Bob Bennett

Personal information
- Born: Australia

Playing information
- Position: Five-eighth
Club
| Years | Team | Pld | T | G | FG | P |
| 1979 | Past Brothers | 1 | 0 | 1 | 0 | 2 |

Coaching information
Representative
| Years | Team | Gms | W | D | L | W% |
| 1996–05 | Papua New Guinea | 4 | 3 | 0 | 1 | 75 |
| 2005 | PNG PM's XIII | 1 | 0 | 0 | 1 | 0 |
- Source: RLP
- Relatives: Wayne Bennett (brother) Eddie Brosnan (uncle)

= Bob Bennett (rugby league) =

Australian former RL coach and rugby league footballer

Bob Bennett MBE is a former rugby league footballer, Administrator and coach who played professionally for Past Brothers in the Brisbane Rugby League, along with Collegians and the Warwick Cowboys in the Toowoomba Rugby League. He also coached the Lae Bombers in 1995 as well as Papua New Guinea at the 2000 World Cup.

His brother, Wayne, has coached Australia and Queensland as well as several National Rugby League clubs.

==Early years==
Bennett grew up in a working-class family in nearby Warwick with an alcoholic father who deserted the family. He has two sisters, Michelle and Gretta and a brother, Wayne.

==Playing career==
Bennett played every position from fullback to front-row during his career and spent 1974 to 1981 with Past Brothers in the Brisbane Rugby League. In 1979, he represented the Queensland Police's rugby league team. In 1981, he moved to Warwick and captain-coached the Collegians club's A-grade side to three constitutive premierships in 1982, 1983 and 1984.

==Coaching career==
Bennett was, like his brother, involved with the Queensland Police and during the 1980s he coached the Police's Toowoomba Clydsdales side to a State Championship. He later became the first coach of the Australian Police Rugby League.
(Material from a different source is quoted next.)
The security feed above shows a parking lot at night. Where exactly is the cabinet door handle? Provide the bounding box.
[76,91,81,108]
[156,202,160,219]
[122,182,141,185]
Bennett was appointed the coach of the Papua New Guinea side in 1996 and led them to the 2000 World Cup. He remained with the side until 2006 when he was replaced by his former captain, Adrian Lam. Bennett became the Kumuls manager and served in this position at the 2008 World Cup.

==Later years==
Bennett worked as a detective on the Gold Coast for the Queensland Police. After leaving the police, he worked as the manager of safety and security at Treasury Casino in Brisbane.

At the Legislative Assembly of Queensland 2006 elections, Bennett stood for the Queensland National Party in the Southport electorate. The seat was a safe Labor one and was retained by the incumbent Peter Lawlor.

In 2010, Bennett was appointed as the first CEO of the Men of League Foundation. He now works at Toowoomba Grammar School as a housemaster.

Bennett was and had an integral part in completing the required paperwork behind the scenes in having the Western Clydesdales, Formerly the Toowoomba Clydesdales back into the Intrust Super Cup (QLD CUP) in 2023.